But, as Kobak and other financial advisors caution, all investment products come with advantages and disadvantages. And because the potential downsides of ETFs might escape casual inspection, they should be vetted as thoroughly as any mutual fund.
"You have to do your homework with both," Kobak said, whose clients typically have about 80 percent of their portfolio in ETFs.
There's no question that investors' romance with ETFs has continued unabated. While traditional, open-end mutual funds saw roughly $153 billion in outflows this year through August, ETFs reeled in nearly $142 billion of new money, according to investment research firm Morningstar.
Separate research suggests that millennials — who now represent the largest generation in America, at more than 75 million strong — are driving much of the ETF love.
Charles Schwab's 2015 ETF Investor Study revealed younger adult investors (those ages 18 to 35) have 41 percent of their portfolios in ETFs, compared with 25 percent of Generation Xers and 17 percent of baby boomers.

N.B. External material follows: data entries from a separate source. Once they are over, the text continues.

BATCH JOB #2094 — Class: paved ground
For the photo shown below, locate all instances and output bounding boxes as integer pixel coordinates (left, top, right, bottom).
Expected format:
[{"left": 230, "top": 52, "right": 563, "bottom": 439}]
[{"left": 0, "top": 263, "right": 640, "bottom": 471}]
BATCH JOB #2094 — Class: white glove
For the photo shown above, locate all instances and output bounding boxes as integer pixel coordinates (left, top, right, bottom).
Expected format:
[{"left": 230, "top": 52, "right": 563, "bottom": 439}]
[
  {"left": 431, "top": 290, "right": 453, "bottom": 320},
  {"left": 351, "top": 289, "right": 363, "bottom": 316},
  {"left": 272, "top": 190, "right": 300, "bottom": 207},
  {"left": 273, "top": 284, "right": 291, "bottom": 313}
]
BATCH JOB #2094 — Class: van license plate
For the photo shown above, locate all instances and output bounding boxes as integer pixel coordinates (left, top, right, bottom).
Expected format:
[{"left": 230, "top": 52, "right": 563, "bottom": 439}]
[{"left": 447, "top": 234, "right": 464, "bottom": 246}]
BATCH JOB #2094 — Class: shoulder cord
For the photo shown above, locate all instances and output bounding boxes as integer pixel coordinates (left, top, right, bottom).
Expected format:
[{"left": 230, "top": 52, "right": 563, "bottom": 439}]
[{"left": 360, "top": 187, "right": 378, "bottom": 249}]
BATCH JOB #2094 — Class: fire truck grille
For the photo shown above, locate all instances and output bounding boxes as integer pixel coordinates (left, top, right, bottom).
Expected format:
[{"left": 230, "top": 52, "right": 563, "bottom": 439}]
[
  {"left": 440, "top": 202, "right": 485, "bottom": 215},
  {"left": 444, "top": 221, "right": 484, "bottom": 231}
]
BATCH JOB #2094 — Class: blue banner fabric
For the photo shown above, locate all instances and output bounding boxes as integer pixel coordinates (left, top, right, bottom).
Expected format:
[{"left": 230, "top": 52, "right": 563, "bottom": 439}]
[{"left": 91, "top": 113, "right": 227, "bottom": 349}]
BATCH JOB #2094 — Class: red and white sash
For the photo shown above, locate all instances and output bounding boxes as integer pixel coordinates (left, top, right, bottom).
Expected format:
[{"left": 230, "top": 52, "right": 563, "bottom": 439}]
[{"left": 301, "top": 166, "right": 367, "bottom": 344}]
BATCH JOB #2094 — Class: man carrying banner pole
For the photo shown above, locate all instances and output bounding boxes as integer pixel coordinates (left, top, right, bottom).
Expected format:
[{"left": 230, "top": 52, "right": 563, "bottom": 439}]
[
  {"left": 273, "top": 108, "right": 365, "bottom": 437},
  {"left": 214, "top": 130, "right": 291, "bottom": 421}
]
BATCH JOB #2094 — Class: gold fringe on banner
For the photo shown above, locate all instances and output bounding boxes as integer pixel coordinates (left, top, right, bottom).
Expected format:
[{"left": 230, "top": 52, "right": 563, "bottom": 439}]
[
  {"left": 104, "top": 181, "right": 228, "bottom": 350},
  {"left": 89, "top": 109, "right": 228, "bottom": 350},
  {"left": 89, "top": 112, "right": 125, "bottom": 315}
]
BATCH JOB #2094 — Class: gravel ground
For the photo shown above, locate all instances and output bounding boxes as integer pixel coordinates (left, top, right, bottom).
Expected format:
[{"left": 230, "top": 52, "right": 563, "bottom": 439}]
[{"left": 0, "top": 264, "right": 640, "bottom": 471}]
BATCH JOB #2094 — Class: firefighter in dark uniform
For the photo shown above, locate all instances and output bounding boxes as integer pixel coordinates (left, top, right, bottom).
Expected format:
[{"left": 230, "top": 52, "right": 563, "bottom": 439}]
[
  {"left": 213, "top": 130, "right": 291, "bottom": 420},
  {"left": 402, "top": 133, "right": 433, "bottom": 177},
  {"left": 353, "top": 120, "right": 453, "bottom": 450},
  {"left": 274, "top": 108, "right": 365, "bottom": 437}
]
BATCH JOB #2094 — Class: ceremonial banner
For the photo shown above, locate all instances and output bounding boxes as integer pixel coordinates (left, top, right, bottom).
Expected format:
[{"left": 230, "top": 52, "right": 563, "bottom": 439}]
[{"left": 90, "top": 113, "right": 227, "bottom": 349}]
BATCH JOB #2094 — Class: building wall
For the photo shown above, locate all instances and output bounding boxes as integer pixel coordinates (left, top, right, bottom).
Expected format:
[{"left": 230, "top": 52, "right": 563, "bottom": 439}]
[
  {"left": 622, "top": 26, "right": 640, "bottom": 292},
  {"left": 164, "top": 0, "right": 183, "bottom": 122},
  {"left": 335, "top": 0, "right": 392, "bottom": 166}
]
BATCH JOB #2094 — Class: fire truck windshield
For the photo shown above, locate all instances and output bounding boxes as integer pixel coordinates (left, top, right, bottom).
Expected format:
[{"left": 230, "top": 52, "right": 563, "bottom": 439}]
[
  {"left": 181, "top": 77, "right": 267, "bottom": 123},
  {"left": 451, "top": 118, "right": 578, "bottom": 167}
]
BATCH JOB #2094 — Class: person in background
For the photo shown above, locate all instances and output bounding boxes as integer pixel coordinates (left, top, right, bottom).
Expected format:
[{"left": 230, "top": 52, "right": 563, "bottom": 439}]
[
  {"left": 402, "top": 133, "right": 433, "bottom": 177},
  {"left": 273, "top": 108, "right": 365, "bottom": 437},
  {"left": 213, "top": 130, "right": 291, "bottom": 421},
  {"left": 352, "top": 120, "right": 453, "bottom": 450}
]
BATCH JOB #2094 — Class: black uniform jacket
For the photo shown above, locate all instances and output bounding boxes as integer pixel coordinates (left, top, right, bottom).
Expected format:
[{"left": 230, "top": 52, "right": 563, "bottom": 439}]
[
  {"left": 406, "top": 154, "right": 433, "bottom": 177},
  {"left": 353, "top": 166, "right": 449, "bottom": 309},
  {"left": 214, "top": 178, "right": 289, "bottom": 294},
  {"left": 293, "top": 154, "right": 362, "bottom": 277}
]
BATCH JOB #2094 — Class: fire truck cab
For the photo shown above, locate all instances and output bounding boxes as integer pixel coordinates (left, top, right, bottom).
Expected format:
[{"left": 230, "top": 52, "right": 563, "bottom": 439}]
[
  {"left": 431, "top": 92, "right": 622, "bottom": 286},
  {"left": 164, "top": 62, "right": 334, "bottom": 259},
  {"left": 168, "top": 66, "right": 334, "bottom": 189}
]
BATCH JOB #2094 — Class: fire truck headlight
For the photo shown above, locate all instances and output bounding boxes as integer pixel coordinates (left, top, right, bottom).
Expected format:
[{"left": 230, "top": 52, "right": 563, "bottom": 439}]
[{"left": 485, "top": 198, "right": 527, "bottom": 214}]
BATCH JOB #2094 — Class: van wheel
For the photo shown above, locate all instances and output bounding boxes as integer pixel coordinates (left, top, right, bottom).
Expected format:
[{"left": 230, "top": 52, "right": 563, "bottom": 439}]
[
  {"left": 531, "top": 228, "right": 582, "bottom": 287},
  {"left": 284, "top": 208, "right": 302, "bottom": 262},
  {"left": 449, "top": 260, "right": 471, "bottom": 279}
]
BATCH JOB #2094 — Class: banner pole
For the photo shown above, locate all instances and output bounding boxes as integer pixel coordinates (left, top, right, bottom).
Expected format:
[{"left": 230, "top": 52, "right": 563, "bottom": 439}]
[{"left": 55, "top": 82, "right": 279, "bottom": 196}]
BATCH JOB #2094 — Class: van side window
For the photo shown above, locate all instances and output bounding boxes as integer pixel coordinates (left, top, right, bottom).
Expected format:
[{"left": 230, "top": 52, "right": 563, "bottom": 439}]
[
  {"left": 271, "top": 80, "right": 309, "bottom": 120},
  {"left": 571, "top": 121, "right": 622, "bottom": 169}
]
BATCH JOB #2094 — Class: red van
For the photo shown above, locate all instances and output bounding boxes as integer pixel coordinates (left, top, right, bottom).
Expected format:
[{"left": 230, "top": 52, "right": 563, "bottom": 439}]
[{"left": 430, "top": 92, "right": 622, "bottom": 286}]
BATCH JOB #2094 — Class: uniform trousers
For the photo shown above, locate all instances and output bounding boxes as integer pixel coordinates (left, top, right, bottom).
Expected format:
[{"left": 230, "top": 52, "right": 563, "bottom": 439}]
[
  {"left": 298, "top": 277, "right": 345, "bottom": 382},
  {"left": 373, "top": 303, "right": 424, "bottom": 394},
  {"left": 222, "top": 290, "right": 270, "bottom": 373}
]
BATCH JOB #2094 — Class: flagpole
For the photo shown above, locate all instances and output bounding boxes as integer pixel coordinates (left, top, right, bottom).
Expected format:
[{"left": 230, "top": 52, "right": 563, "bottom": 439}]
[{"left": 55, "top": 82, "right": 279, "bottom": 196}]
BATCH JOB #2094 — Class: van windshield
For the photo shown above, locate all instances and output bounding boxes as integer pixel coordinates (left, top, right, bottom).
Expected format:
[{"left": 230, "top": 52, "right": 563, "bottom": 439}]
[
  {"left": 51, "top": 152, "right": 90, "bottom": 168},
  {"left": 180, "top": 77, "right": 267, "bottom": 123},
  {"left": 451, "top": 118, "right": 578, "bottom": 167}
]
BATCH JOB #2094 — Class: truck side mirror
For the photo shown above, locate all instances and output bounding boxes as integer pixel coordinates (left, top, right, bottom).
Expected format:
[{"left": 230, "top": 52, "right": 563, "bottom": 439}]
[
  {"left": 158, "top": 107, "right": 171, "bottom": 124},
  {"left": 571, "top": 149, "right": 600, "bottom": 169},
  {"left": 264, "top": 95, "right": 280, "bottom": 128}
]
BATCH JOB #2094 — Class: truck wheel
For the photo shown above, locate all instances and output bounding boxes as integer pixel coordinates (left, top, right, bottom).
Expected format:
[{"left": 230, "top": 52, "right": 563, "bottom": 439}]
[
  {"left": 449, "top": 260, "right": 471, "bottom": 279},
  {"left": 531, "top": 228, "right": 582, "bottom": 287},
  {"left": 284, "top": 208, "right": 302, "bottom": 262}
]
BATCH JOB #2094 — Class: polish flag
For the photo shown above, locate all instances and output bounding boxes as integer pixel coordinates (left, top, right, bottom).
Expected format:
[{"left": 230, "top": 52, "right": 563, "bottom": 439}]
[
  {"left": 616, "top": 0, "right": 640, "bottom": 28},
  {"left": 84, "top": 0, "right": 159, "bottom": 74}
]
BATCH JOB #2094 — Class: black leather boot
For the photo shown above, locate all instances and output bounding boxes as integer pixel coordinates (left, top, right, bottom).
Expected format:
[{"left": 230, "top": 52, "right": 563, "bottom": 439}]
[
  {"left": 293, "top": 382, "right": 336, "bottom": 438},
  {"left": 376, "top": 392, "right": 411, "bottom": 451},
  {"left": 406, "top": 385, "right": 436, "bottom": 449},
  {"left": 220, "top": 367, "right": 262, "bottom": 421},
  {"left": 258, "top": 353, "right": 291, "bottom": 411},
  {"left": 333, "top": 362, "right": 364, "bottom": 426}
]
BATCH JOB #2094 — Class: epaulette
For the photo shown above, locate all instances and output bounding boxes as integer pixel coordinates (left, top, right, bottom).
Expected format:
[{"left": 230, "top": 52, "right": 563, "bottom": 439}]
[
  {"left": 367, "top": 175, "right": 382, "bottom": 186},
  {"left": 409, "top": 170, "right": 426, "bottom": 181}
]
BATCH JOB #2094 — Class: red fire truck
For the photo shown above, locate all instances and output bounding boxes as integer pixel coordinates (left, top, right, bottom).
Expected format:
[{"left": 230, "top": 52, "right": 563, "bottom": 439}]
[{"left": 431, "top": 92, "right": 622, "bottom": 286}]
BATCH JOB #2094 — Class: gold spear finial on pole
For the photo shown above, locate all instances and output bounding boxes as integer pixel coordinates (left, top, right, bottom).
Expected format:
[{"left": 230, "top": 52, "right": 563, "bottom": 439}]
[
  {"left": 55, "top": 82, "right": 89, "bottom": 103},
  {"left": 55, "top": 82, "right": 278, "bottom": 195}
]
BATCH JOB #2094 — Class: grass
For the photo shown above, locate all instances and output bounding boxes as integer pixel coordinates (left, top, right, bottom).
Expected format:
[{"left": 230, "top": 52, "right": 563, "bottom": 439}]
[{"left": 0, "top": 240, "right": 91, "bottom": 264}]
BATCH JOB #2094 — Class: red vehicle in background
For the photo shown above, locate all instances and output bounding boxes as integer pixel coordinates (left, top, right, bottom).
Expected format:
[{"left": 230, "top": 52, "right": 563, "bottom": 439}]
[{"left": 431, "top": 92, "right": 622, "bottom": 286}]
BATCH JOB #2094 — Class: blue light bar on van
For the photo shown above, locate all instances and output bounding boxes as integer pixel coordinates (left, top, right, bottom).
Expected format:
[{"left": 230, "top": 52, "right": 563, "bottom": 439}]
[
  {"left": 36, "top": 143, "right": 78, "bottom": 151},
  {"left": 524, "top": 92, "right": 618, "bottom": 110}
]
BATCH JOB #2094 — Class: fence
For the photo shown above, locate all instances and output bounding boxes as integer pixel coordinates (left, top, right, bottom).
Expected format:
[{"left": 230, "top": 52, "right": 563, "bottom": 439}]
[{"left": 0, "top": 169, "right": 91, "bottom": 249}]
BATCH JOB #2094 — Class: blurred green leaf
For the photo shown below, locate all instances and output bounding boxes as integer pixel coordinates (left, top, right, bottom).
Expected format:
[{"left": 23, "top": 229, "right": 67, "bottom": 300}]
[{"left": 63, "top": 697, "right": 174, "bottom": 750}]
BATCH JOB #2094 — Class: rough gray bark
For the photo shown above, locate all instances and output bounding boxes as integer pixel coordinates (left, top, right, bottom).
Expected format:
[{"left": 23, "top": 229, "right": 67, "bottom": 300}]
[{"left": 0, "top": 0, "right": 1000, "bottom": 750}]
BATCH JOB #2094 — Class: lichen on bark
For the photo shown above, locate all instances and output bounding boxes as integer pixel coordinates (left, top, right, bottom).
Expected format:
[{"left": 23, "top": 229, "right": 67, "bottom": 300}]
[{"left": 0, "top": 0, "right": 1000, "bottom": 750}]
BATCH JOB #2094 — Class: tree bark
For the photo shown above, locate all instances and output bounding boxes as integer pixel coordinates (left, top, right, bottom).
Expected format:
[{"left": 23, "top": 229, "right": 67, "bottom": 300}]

Moreover, the study shows that 70 percent of millennials see ETFs becoming their core investment type in the future. That compares with 46 percent of Gen Xers and 24 percent of boomers.
For fans of ETFs, the benefits are no-brainers.
For starters, they generally boast lower costs. Morningstar data show the average expense ratio for all ETFs is 0.56 percent, compared with 1.18 percent for traditional mutual funds if you include both actively managed (professional fund managers pick the investments) and passively managed (think index funds).
Even actively managed ETFs — of which there are fewer than 60 — come with a lower price tag. Their average expense ratio is 0.77 percent, compared with 1.2 percent among actively managed mutual funds, which number in the thousands.